A trip to the hospital is rarely a pleasant experience, whether you're paying a visit to a sick relative or undergoing a medical procedure yourself. But adding to the health-related anxiety, you often have the hassle of figuring out how to get where you're supposed to go. Facilities that sprawl across multiple buildings, with countless elevator banks, endless mazes of hallways, and cryptic signage, is the norm at many hospitals. Just getting to the right place at the right time feels like a feat.
"You're typically in a high state of anxiety in a hospital. There's a study that showed that 30 to 40 percent of patients and visitors get lost at the hospital," said Mark Green, chief executive and co-founder of Connexient. "We're trying to improve the patient experience with indoor navigation."
He's referring to the New York City-based company's MediNav system, navigational technology built into hospital apps and on-site kiosks that provide detailed indoor maps of medical facilities for patients and staff. Think of it as Waze or Google Maps integrated directly into hospitals' own apps.
As soon as a patient parks her car at the parking garage, the app asks her where she wants to go, such as the cardiology department. It then shows the most direct route, guiding the way with a stream of blue dots, vocal prompts, and visual landmarks. Bluetooth beacons around the hospital help pinpoint the location of each user to within a couple of meters, rerouting them if they take a wrong turn. And when the patient is finished with her appointment, the app will guide her right back to her car.
From the patient perspective, the experience feels as seamless as using GPS when driving or walking around a city. And for hospitals, it's good for business, said Green. The system aims to drive down appointment no-shows (a costly problem), reduce the time staff spend giving directions, and improve customer satisfaction scores (a measure that's tied to the amount health-care providers are reimbursed by Medicare).
Right now, patients can use the technology anonymously — there's no need to sign up for an account or provide personal information. The system does collect aggregate data, however, including the most frequently visited destinations, along with average transit and wait times, that hospitals can use to improve operations.
"It gives hospitals a sense of how a facility is being used and where the bottlenecks are," said Green.
Forty-five hospitals, including the National Institutes of Health Clinical Center in Bethesda, Maryland, and The University of Alabama at Birmingham Hospital, have already incorporated Connexient's digital wayfinding service into their buildings. Green expects to work with around a total of 70 hospitals by the end of the year.
But the navigational service is just the beginning of what Connexient plans to offer health-care clients, said Green. He also wants to incorporate more personalized features, like appointment reminders, in the system.
"We are starting to integrate MediNav with major EHR [electronic health record] systems, like Epic and Cerner, so we can tie wayfinding to patients' appointments and automatically navigate them where they need to go," he said.
Sounds innovative, but the idea surfaces concerns many people have about privacy when it comes to medical information.
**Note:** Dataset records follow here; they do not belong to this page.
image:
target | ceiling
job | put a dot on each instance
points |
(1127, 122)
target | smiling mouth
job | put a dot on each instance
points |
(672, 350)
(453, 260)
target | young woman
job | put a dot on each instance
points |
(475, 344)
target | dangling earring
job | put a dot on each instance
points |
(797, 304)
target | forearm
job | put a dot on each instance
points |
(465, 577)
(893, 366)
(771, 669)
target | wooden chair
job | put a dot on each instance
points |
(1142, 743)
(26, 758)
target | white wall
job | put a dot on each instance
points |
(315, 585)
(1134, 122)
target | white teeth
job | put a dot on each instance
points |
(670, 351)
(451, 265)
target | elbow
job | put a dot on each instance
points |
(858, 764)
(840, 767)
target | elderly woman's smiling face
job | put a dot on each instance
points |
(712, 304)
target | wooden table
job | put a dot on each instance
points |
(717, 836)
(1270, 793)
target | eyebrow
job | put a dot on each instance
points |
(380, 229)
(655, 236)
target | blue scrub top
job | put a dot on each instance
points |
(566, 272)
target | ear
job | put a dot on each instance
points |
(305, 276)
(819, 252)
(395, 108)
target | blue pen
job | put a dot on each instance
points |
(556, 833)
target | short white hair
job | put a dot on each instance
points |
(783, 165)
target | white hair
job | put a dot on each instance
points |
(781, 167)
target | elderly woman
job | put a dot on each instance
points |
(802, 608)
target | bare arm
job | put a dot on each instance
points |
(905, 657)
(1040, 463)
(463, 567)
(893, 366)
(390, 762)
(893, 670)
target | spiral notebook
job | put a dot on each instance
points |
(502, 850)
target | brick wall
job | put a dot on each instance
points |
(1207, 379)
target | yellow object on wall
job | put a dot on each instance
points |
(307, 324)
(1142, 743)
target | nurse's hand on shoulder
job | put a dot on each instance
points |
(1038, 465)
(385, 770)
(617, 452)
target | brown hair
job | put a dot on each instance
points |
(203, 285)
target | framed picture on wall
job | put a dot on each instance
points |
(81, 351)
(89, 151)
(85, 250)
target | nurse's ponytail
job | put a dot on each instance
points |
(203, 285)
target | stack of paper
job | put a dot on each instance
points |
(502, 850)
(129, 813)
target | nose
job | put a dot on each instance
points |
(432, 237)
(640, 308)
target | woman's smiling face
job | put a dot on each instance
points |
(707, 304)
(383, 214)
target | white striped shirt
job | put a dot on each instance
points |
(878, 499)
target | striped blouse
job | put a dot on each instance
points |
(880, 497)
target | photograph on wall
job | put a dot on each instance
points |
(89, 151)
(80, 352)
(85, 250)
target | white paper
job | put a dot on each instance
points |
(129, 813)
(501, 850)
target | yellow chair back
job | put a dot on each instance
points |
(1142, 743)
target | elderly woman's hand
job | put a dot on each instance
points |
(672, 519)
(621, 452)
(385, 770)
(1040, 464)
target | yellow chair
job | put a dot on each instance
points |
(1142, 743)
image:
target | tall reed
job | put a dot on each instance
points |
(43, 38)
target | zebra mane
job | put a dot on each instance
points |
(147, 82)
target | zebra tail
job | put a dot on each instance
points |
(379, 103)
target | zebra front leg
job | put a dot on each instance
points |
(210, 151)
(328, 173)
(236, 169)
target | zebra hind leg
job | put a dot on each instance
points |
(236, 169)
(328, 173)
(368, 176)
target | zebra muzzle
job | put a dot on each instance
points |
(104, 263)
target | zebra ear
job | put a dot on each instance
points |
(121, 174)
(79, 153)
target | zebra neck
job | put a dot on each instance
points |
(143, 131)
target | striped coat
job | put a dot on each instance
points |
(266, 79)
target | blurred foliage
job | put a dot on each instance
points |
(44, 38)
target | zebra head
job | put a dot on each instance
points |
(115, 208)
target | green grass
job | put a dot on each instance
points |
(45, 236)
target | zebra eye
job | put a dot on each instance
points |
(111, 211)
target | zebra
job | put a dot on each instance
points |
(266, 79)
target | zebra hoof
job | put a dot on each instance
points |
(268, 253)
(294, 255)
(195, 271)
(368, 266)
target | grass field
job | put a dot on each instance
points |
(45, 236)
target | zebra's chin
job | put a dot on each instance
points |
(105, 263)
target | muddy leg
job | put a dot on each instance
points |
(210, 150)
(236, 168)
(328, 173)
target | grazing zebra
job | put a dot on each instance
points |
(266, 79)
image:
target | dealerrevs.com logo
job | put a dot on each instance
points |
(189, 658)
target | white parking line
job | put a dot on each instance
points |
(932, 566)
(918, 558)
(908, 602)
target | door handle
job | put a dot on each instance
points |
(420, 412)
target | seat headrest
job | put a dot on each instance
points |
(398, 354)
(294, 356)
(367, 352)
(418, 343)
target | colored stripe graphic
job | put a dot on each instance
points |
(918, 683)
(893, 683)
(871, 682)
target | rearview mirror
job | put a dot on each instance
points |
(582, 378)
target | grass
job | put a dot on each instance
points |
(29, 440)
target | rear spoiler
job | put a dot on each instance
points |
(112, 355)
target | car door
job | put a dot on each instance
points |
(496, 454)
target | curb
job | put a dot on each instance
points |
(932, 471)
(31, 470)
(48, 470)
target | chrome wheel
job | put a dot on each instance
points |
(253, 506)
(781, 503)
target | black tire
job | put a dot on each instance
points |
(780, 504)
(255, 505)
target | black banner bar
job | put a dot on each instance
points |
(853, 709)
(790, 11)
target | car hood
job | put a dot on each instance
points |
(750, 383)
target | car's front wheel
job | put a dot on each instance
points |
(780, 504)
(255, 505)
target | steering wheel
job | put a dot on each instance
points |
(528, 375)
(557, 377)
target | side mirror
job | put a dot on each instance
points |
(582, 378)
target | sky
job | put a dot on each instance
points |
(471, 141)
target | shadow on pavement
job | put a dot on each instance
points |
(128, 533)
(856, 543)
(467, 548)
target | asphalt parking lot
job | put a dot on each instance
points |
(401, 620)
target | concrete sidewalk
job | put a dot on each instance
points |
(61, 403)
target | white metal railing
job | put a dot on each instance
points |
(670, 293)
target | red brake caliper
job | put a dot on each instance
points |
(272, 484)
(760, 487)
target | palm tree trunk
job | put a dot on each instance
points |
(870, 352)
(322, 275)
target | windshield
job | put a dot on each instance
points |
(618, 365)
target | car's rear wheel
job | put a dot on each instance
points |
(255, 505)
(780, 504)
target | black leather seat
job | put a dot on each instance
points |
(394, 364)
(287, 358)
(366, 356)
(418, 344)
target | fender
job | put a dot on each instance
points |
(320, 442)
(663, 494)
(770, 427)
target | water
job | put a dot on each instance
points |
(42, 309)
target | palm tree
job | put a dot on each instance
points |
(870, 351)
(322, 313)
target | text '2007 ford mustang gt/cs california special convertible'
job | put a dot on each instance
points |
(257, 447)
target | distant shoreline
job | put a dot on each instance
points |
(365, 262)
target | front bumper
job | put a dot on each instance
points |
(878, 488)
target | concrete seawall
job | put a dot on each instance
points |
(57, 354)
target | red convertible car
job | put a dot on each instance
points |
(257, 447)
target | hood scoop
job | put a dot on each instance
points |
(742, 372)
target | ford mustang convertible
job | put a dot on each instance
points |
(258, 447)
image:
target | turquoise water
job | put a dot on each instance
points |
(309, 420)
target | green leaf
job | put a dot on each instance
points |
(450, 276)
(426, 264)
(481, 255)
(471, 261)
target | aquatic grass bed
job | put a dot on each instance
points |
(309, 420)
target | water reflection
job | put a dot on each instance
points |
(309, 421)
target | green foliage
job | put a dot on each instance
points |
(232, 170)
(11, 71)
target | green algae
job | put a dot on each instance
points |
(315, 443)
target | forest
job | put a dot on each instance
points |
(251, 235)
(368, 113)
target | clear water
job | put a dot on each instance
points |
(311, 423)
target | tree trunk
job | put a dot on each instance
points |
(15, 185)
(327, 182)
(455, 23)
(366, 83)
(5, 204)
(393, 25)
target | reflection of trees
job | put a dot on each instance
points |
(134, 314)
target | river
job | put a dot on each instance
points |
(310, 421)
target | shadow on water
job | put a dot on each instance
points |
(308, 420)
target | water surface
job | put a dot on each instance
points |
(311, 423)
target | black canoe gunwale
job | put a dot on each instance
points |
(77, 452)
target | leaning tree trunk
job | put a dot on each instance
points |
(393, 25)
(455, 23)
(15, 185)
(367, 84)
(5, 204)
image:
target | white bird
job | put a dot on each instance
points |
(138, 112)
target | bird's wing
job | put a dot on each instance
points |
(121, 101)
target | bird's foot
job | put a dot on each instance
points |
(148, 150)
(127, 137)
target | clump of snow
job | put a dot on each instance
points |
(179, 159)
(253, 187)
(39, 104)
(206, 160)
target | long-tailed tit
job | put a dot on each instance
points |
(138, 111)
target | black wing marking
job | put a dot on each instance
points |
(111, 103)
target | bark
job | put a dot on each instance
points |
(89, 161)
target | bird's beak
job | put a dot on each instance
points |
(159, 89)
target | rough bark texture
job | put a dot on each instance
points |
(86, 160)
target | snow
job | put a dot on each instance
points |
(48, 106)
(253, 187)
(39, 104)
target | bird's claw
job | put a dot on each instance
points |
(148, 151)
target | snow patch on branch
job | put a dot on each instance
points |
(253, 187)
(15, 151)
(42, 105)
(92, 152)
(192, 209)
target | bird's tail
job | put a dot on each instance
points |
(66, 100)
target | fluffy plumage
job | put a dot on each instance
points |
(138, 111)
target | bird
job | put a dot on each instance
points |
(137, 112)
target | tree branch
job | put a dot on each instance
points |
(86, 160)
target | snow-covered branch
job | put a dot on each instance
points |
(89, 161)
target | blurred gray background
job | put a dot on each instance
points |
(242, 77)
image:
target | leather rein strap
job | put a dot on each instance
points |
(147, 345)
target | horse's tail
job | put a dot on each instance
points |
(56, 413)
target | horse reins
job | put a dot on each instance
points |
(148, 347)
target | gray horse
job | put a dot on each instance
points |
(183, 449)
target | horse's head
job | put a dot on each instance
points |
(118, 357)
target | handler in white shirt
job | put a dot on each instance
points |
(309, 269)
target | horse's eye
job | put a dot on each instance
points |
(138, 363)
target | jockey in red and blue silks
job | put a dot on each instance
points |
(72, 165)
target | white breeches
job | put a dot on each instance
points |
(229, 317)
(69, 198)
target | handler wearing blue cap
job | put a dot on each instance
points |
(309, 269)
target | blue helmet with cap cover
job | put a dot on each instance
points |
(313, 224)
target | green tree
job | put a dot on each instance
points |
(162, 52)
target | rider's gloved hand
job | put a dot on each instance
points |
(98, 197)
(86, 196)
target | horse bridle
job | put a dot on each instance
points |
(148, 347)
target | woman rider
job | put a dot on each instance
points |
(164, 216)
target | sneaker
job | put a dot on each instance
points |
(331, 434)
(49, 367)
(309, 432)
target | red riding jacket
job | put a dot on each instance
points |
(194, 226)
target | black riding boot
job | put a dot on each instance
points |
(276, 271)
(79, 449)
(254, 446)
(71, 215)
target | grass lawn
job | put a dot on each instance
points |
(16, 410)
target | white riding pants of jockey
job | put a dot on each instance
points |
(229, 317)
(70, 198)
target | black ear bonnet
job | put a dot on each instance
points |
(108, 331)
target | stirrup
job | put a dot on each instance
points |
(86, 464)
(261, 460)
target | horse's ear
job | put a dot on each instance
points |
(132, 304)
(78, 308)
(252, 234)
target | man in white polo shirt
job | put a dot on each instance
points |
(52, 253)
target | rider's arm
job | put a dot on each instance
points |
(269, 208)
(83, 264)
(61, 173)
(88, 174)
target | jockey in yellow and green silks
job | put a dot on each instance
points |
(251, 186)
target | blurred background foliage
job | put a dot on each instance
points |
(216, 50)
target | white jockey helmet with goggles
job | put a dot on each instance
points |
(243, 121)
A 2016 survey found that 70 percent of respondents distrust health technology — and they have reason to be wary. So far in 2018, there are already several dozen reports of health-care data breaches (affecting many hundreds of thousands of people) under investigation by the federal government.
Green said that patient privacy is a priority for his company, and the team is working on a design that leaves all of the patients' protected health information with the EHR system, rather than storing it on MediNav.
Also on the horizon for MediNav are safety and security capabilities, said Green. These features would introduce ways for people to request help, report a maintenance issue (like a spill), and trigger an emergency response anywhere at the hospital. The security team could see the location of the person who needs help and send the nearest officer to assist.
The current MediNav system comes at a substantial cost. Connexient operates on a subscription model, typically charging a hospital about $200,000 to $500,000 in its first year for the custom blueprints, maps, Bluetooth beacons, software licensing, and other essential tools, said Green.
Contracts servicing multiple hospitals can climb well into the multimillion-dollar range, he added. That could put the system out of reach for hospitals in rural or low-income communities, furthering the digital divide in adopting health-care technology.